Bug #11843
closedTimeout attempting to create job for component gatk-haplotypecaller-cram-gvcf: Net::ReadTimeout
Description
Lately we get a lot of jobs whose sole log output is:
Timeout attempting to create job for component gatk-haplotypecaller-cram-gvcf: Net::ReadTimeout
Files
Updated by Joshua Randall over 7 years ago
logs table entries for a pipeline instance that had this issue are attached (logs.txt).
select * from logs where object_uuid = 'z8ta6-d1hrv-lgof5ansiks2owh' order by created_at;
Updated by Tom Clegg over 7 years ago
It's mysterious that the error text doesn't match the most obvious bit of code that would produce such an error, i.e., source:sdk/cli/bin/arv-run-pipeline-instance -- even old versions.
debuglog "create job: #{j[:errors] rescue nil} with attributes #{body}", 0
msg = ""
j[:errors].each do |err|
msg += "Error creating job for component #{component}: #{err}\n"
end
msg += "Job submission was: #{body.to_json}"
pipeline.log_stderr(msg)
Aside from that mystery, it seems like the fix for this is to have arv-run-pipeline-instance treat a timeout or 5xx response from the API as a transient error: follow the "can't make progress right now" code path instead of "fail pipeline".
Updated by Tom Clegg over 7 years ago
- Status changed from New to In Progress
- Assigned To set to Tom Clegg
- Target version set to 2017-07-19 sprint
- Story points set to 0.5
11843-arpi-transient-error
Updated by Lucas Di Pentima over 7 years ago
- Is it worth writing a test for this issue?
- Taking into account #3005, would it be convenient to only retry a defined number of times? Retrying on any kind of exception seems too broad
Updated by Tom Clegg over 7 years ago
Lucas Di Pentima wrote:
- Is it worth writing a test for this issue?
I wish, but given that crunch1's days are numbered and a-r-p-i doesn't have a good test setup, I'd say no.
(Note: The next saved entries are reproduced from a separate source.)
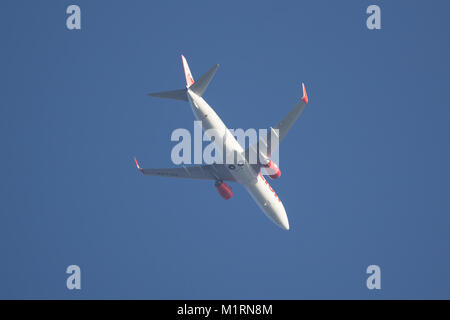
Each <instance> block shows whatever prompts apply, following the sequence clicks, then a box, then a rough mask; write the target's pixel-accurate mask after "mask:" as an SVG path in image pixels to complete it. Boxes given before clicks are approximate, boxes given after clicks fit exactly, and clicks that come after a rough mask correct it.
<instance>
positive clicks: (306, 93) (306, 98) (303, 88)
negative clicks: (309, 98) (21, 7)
mask: <svg viewBox="0 0 450 320" xmlns="http://www.w3.org/2000/svg"><path fill="white" fill-rule="evenodd" d="M302 88H303V97H302V100H303V102H304V103H305V104H308V94H307V93H306V89H305V84H304V83H302Z"/></svg>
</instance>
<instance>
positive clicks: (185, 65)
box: [181, 55, 194, 88]
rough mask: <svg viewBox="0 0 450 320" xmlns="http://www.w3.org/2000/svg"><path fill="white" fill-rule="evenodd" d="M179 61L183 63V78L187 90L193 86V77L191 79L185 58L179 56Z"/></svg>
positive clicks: (193, 82)
mask: <svg viewBox="0 0 450 320" xmlns="http://www.w3.org/2000/svg"><path fill="white" fill-rule="evenodd" d="M181 60H182V61H183V69H184V76H185V77H186V87H187V88H189V87H190V86H192V85H193V84H194V77H192V73H191V70H190V69H189V65H188V64H187V61H186V58H185V57H184V56H183V55H181Z"/></svg>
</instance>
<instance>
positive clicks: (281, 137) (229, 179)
mask: <svg viewBox="0 0 450 320" xmlns="http://www.w3.org/2000/svg"><path fill="white" fill-rule="evenodd" d="M181 59H182V62H183V68H184V74H185V76H186V88H185V89H180V90H173V91H165V92H157V93H150V94H149V96H152V97H159V98H167V99H175V100H183V101H189V103H190V105H191V108H192V111H193V112H194V115H195V117H196V118H197V119H198V120H199V121H201V122H202V126H203V128H204V130H205V131H206V130H208V129H215V130H216V131H215V132H217V133H219V135H215V140H214V143H215V144H216V146H221V147H222V146H224V147H223V148H224V153H225V154H229V153H234V154H236V155H237V156H236V158H237V159H236V162H235V163H232V164H226V163H225V164H217V163H214V164H211V165H199V166H188V167H184V166H183V167H177V168H168V169H143V168H141V167H140V166H139V164H138V162H137V160H136V158H134V161H135V163H136V166H137V168H138V169H139V170H140V171H141V172H142V173H143V174H144V175H153V176H164V177H175V178H192V179H204V180H215V187H216V188H217V191H218V192H219V194H220V195H221V196H222V197H223V198H224V199H226V200H228V199H230V198H231V197H232V196H233V191H232V190H231V187H230V186H229V185H228V184H227V183H226V182H225V181H233V182H238V183H241V184H242V185H243V186H244V187H245V188H246V189H247V190H248V192H249V193H250V195H251V196H252V197H253V199H254V200H255V201H256V203H257V204H258V205H259V207H260V208H261V209H262V211H264V213H265V214H266V215H267V217H269V218H270V219H271V220H272V221H273V222H274V223H276V224H277V225H278V226H280V227H281V228H283V229H285V230H289V220H288V217H287V214H286V210H285V209H284V206H283V203H282V202H281V200H280V198H279V197H278V195H277V194H276V193H275V191H274V190H273V188H272V187H271V186H270V184H269V183H268V182H267V180H266V179H265V178H264V177H263V175H262V174H261V169H262V168H265V169H266V170H265V171H266V174H268V175H269V177H271V178H272V179H277V178H279V177H280V175H281V171H280V169H279V168H278V166H277V165H276V164H275V163H274V162H273V161H272V160H270V150H275V148H276V147H278V145H273V146H271V143H268V142H267V140H268V139H267V137H266V138H262V139H261V138H260V140H259V141H258V146H257V147H256V149H255V148H254V147H253V148H252V149H251V150H256V152H257V154H258V156H259V157H258V159H262V161H261V160H259V161H258V162H257V164H251V163H249V161H248V159H249V149H247V150H244V149H243V148H242V146H241V145H240V144H239V143H238V141H237V140H236V138H235V137H234V136H233V134H231V132H230V131H229V130H228V128H227V127H226V126H225V124H224V123H223V122H222V120H221V119H220V118H219V116H218V115H217V114H216V113H215V112H214V110H213V109H212V108H211V107H210V106H209V105H208V103H206V101H205V100H204V99H203V98H202V95H203V93H204V92H205V90H206V88H207V87H208V85H209V83H210V81H211V79H212V78H213V76H214V74H215V73H216V70H217V68H218V67H219V65H217V64H216V65H215V66H214V67H212V68H211V69H210V70H209V71H208V72H206V73H205V74H204V75H203V76H202V77H201V78H200V79H199V80H198V81H194V78H193V77H192V73H191V71H190V70H189V66H188V64H187V61H186V59H185V57H184V56H183V55H181ZM302 89H303V97H302V98H301V100H300V101H299V102H298V103H297V105H296V106H295V107H294V108H293V109H292V110H291V111H290V112H289V113H288V114H287V115H286V117H284V119H283V120H281V121H280V122H279V123H278V125H277V126H276V127H275V128H270V133H271V134H275V135H277V134H278V139H276V140H278V141H279V142H281V140H282V139H283V138H284V136H285V135H286V134H287V132H288V131H289V129H290V128H291V127H292V125H293V124H294V122H295V121H296V120H297V118H298V117H299V116H300V114H301V113H302V111H303V110H304V109H305V107H306V104H307V103H308V96H307V94H306V90H305V85H304V84H303V83H302ZM218 136H220V137H223V138H219V139H218V138H217V137H218ZM225 140H226V143H224V141H225ZM270 141H273V140H272V139H271V140H270ZM262 144H265V145H266V149H265V150H268V151H264V152H262V151H261V150H262V149H264V148H262V147H260V146H261V145H262ZM227 159H228V158H227Z"/></svg>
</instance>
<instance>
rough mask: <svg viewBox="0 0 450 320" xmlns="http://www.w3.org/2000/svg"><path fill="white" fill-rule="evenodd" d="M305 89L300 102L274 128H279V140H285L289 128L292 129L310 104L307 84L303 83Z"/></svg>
mask: <svg viewBox="0 0 450 320" xmlns="http://www.w3.org/2000/svg"><path fill="white" fill-rule="evenodd" d="M302 89H303V97H302V99H301V100H300V102H299V103H297V104H296V105H295V107H294V108H292V110H291V111H289V113H288V114H287V115H286V116H285V117H284V118H283V120H281V121H280V122H279V123H278V124H277V126H276V127H275V128H274V129H278V130H279V132H278V136H279V140H278V141H279V142H281V140H283V138H284V136H285V135H286V134H287V133H288V131H289V129H291V127H292V125H293V124H294V123H295V121H297V119H298V117H299V116H300V114H301V113H302V112H303V110H304V109H305V108H306V105H307V104H308V95H307V94H306V89H305V84H304V83H302Z"/></svg>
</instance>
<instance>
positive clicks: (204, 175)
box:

- Taking into account #3005, would it be convenient to only retry a defined number of times? Retrying on any kind of exception seems too broad
I don't think it would be particularly convenient and I don't think it would be right either. For example, if the api server is down (even for a long time) I think the best behavior would be to keep trying until it comes up.
Perhaps worth noting that in general when a-r-p-i can't do anything it just exits without doing anything. The #3005 bug was that there are some error cases that indicate a pipeline is effectively deadlocked and should be cancelled. The problem here is just that the #3005 bugfix went too far and interpreted a transient network error as a sign of pipeline deadlock.
Updated by Lucas Di Pentima over 7 years ago
Thanks for the explanation, so this LGTM. Thanks.
Updated by Tom Clegg over 7 years ago
- Status changed from In Progress to Feedback
Updated by Tom Clegg over 7 years ago
- Target version changed from 2017-07-19 sprint to Arvados Future Sprints
- Story points changed from 0.5 to 0.0
Updated by Tom Clegg over 7 years ago
- Status changed from Feedback to In Progress
Need to update source:services/api/Gemfile.lock
Updated by Tom Clegg almost 7 years ago
- Target version changed from Arvados Future Sprints to 2018-03-14 Sprint
- Story points deleted (
0.0)
Updated by Tom Morris almost 6 years ago
- Status changed from In Progress to Resolved
I'm assuming this either got done or is now irrelevant.